Les groupes stratégiques définissent la raison d'être du projet et ses caractéristiques principales, son contenu et ses cibles. Le groupe tactique met en application les conclusions des premiers pour définir les itinéraires possibles qui s'imposeront alors d'eux-mêmes, après calque sur les différents tracés des contraintes écologiques, légales, techniques et financières.

Conclusion,  perspectives et risques

S'il est difficile d'être contre un itinéraire de randonnée, ce projet a montré que tout n'est pas possible n'importe comment. Que la montagne et la nature se respectent, que l'homme qui pénètre dans des espaces naturels, et d'autant plus qu'ils sont classés et/ou protégés, doit le faire avec respect en minimisant ses impacts et en s'adaptant à l'environnement, surtout pas en adaptant l'environnement à sa pratique.

Que ses habitants, qui devraient pourtant défendre leur pays, ont trop la tête dans le guidon pour prendre le recul nécessaire afin de rompre avec les pratiques courantes d'aménagement lourd et réaliser qu'elles ne correspondent plus à l'époque. Que le sanctuaire que constitue le cœur du parc national doit être respecté et ne faire l'objet d'aucun aménagement.

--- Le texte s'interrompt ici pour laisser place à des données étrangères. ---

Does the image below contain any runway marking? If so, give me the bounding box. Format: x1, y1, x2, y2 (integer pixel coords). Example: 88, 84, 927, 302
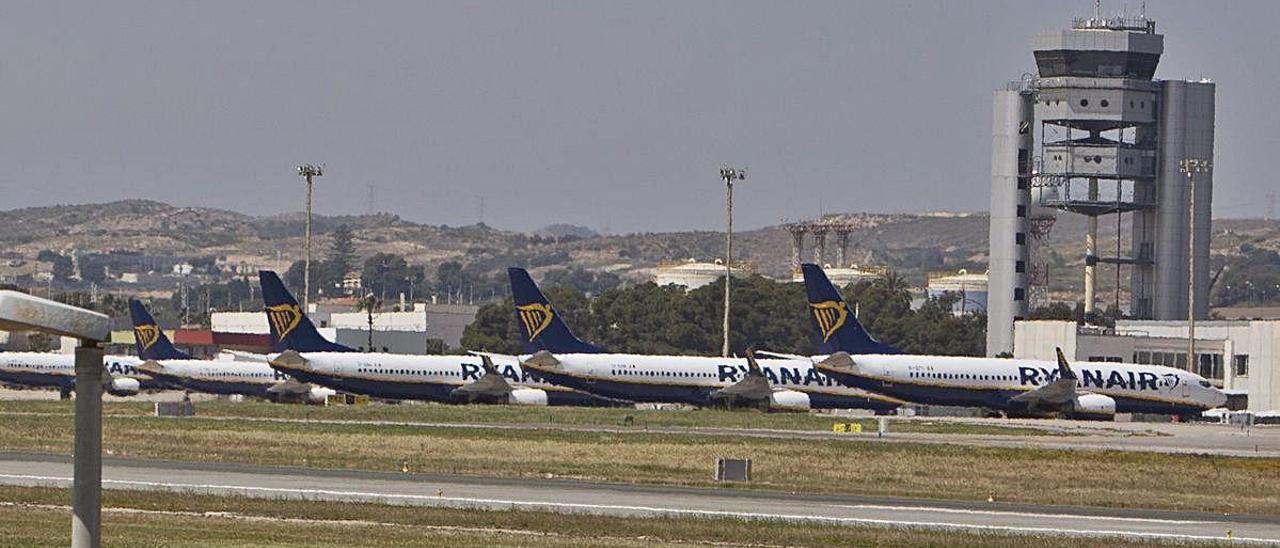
0, 501, 786, 548
0, 474, 1276, 543
829, 504, 1217, 524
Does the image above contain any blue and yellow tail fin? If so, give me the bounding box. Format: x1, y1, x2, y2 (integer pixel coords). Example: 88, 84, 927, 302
800, 264, 902, 355
507, 268, 604, 353
257, 270, 356, 352
129, 298, 191, 360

Le projet dit des Balcons du Mercantour est donc abandonné. Ne soyons pas naïfs, c'est à contrecœur que ses promoteurs ont fait machine arrière. Ce retrait résulte de la mobilisation forte d'amoureux de la montagne, de pratiquants, habitant ou non les hautes vallées, pas particulièrement des ayatollah écologistes intégristes, selon des qualificatifs lus ou entendus ici ou là, qui se sont réunis spontanément, au sein du collectif Vigilance Mercantour, en se disant : on ne peut pas laisser faire ça comme ça.

Les perspectives d'aboutir à un projet respectant le parc, sans nouveau refuge, utilisant les sentiers existants et bénéficiant aux habitants des villages sont réelles. Vigilance Mercantour y contribuera en s'appuyant sur son cahier des charges. Mais le calendrier initial est abandonné et le projet est certainement moins prioritaire que la candidature de Nice aux JO pour Gaston Franco qui en préside également le comité de pilotage.

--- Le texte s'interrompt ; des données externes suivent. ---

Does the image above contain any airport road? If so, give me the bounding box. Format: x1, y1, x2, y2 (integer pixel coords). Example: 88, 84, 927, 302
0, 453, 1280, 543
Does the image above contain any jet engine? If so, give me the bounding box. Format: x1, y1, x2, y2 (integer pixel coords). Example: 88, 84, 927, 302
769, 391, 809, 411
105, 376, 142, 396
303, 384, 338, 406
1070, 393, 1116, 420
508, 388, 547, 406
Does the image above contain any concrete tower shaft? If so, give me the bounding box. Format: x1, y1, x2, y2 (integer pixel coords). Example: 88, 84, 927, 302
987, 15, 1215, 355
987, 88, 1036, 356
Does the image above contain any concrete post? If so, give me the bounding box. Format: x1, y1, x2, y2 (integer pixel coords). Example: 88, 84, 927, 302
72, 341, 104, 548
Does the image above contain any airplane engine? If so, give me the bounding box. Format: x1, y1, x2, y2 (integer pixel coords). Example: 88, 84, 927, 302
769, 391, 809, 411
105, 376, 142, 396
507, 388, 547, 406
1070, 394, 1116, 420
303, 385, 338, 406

Mais les risques d'une manipulation existent aussi ou plus pernicieux d'une reprise à la carte des propositions de la commission de concertation ou encore de la réalisation ici ou là de petits travaux d'aménagement sans concertation.  Aux  quels cas la confiance et le consensus voleraient en éclat.

Enfin, la possibilité d'un soufflé qui retombe d'ici quelques temps ne peut certainement pas être exclue, au prétexte, par exemple, qu'il n'y aurait pas eu de consensus.

La proposition au classement au patrimoine mondial de l'humanité de l'Unesco d'un espace transfrontalier incluant des espaces hors du cœur du PNM pour en assurer la cohérence, conforte la volonté de Vigilance Mercantour d'intégrer la totalité de l'itinéraire dans une zone protégée pour en renforcer la notoriété.